In 2013, Fitzloff took charge as global executive creative director at Wieden+Kennedy, overseeing 1,600 employees, 8 offices, and creative work around the world. In his final year at the helm, the agency had its best financial year on record.

What the industry has forgotten

The advertising industry today looks different from the one Fitzloff helped shape at W+K. Holding company consolidation has accelerated. Independent creative shops have struggled to maintain margins. The rise of performance marketing and programmatic spending has shifted budgets away from brand-building and toward the measurable, the trackable, and the safe.

The irony is that the campaigns that defined what advertising can do at its best, the ones that get referenced in every industry conversation about effectiveness and cultural impact, were almost uniformly built on the opposite of that approach. They were built on creative risk, on trusting that a genuinely interesting idea would connect with people more powerfully than an optimized media buy, and on leadership willing to defend that bet to a nervous client.

The Old Spice campaign didn’t double sales because it was targeted efficiently. It doubled sales because it was funny, surprising, and human in a way people wanted to share with others. That’s harder to plan for and harder to measure in a spreadsheet. It’s also the thing that actually works.
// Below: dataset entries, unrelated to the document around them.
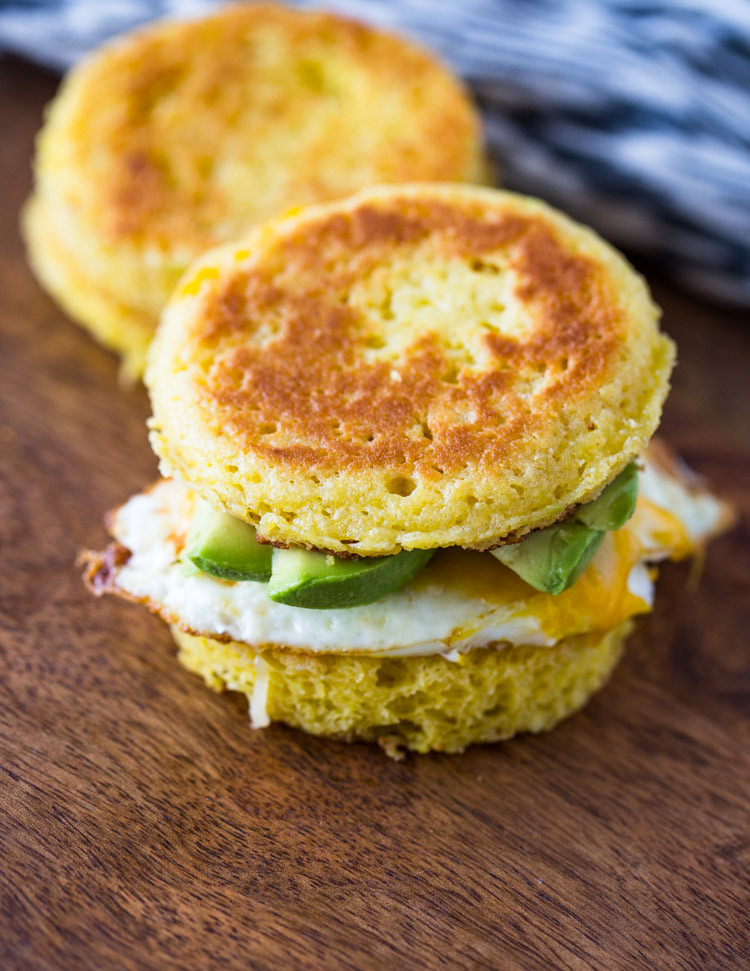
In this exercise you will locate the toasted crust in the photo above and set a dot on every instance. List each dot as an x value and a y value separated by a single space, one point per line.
415 367
183 135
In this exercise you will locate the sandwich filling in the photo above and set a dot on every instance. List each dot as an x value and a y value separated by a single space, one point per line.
460 600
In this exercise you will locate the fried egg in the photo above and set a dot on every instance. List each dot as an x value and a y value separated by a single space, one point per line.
462 600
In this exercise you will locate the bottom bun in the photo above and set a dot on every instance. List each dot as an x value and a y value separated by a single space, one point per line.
418 703
122 329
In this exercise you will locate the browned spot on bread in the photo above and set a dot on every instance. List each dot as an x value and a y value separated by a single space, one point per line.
286 351
100 572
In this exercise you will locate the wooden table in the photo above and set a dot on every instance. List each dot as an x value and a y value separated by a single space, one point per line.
144 825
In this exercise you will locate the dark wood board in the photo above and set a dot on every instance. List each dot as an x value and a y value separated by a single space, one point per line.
144 825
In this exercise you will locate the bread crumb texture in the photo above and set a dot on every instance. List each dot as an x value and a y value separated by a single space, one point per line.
420 704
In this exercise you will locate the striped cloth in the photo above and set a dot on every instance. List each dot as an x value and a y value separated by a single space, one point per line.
633 116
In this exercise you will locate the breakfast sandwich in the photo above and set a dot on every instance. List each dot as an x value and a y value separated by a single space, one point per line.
185 134
409 493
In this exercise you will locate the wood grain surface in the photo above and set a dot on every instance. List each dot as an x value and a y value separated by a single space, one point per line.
144 825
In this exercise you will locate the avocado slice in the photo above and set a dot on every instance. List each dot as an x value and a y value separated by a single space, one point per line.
226 547
615 504
301 578
552 559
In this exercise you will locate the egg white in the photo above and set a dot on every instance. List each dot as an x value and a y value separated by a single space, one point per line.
420 619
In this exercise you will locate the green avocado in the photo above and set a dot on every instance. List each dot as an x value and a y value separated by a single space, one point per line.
226 547
301 578
552 559
614 505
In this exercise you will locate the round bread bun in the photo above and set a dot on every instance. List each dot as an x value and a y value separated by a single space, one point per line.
114 324
418 703
182 135
415 367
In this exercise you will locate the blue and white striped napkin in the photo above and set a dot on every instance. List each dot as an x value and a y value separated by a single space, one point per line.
633 116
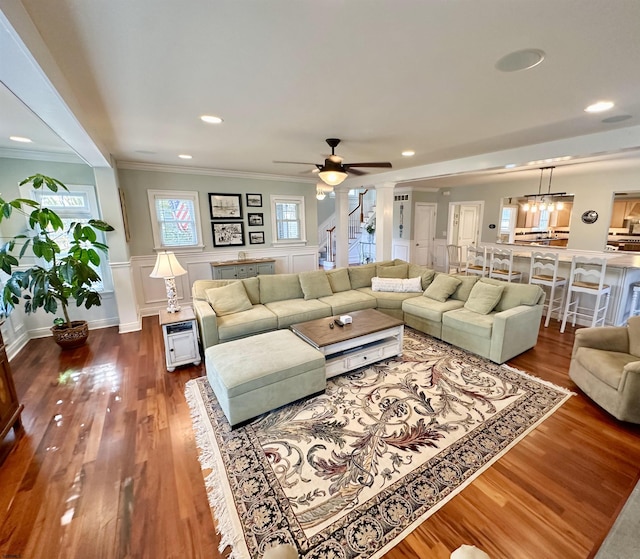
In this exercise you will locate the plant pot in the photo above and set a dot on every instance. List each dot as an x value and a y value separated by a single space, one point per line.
68 338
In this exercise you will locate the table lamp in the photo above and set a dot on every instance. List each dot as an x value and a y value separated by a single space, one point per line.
168 267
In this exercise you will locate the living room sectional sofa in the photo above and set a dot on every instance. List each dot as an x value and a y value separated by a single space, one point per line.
494 319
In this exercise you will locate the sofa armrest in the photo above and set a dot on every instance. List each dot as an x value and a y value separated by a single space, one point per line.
514 330
608 338
207 323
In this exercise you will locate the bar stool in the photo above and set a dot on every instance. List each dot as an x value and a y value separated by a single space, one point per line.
501 266
476 261
543 271
454 258
582 270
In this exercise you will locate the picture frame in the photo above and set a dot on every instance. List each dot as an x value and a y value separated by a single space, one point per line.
255 220
254 200
228 233
225 206
256 237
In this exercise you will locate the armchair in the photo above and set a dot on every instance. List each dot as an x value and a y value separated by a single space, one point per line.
605 364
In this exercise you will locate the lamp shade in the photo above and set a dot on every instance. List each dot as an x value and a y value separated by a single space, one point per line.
167 266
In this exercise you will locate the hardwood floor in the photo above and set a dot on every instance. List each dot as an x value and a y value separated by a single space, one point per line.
108 467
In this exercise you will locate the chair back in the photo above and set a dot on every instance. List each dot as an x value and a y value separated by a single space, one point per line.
544 268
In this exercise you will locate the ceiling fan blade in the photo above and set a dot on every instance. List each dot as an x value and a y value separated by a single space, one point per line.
297 163
381 164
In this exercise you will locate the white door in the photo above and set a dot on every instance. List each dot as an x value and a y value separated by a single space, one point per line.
425 232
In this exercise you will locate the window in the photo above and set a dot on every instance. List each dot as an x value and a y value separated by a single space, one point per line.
288 219
79 204
175 219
A legacy that’s still showing up

The lesson from Mark Fitzloff’s time at Wieden+Kennedy runs deeper than any single campaign; it’s about what becomes possible when the right conditions exist: when creative people feel safe enough to take risks, when leadership is willing to defend an uncomfortable idea, and when the goal is work that’s actually worth talking about rather than work that’s simply easy to approve. That formula didn’t change when the industry around it changed. It just became rarer. Which makes it more valuable than ever.